Theatres tempt new audiences with virtual reality

Roberta Doyle was unnerved when she found herself on the receiving end of a football manager’s rant.

Despite just being a member of the audience, the play’s delivery – through a virtual reality (VR) headset – made the rant feel alarmingly real.

“You’re in the dressing room at half-time and getting his view of your first half performance. It rattled me, there was a lot of swearing and finger pointing. But it was very well done. It was uncomfortable in a good way.”

The play, called Smile, was about the life of legendary Dundee United manager Jim McLean.

Ms Doyle had been expecting a conventional performance of a play featuring the blunt-spoken manager when she arrived at the Dundee Repertory earlier this year.

Before the curtain rose she accepted an invite to a section of the foyer where VR headsets were on offer to curious theatre-goers.

Kelman and Gemma Greig-KicksIMAGE SOURCE,BOX OFFICE VR
Image caption,

Gemma and Kelman Greig-Kicks hope virtual reality headsets will attract a new theatre audience

The intense preview sequence came from Box Office VR, a firm founded by Kelman and Gemma Greig-Kicks of Box Office VR.

Having spent careers in film-making and touring theatre, the husband and wife team, hope that VR can extend the reach of theatre to untapped audiences.

Anyone who wants to use the service would have to buy their own headset, but Box Office VR is designed to work on cheap systems like Google Cardboard VR Glasses.

To watch a show the customer has to insert their phone into the VR device.

Once the phone is place, the users strap the box, effectively a pair of cardboard goggles, around their head and plug in their own headphones.

The app then streams a recorded performance to the phone, which the VR headset amplifies, taking the viewer into a 180 degree view of the stage and auditorium.

It is aimed at anyone who might not think of visiting the theatre, or who cannot physically reach a venue.

So far that’s a small audience.

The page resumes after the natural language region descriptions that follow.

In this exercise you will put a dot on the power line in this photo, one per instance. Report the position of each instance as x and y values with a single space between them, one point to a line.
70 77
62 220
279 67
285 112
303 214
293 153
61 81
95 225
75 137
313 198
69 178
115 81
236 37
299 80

Around a 100 people have downloaded a show through Box Office VR.

Ms Greig-Kicks admits that Box Office VR is “a passion project” for her and her husband.

Yet she says the potential is real. “It means they can host shows that wouldn’t otherwise be able to tour due to size or cost.”

Box Office VR has filmed other productions, including one for London’s Sadler’s Wells dance theatre which has a Digital Stage label for its own online repertoire.

Other established names such as the York Theatre Royal have also experimented with making shows available via VR headsets.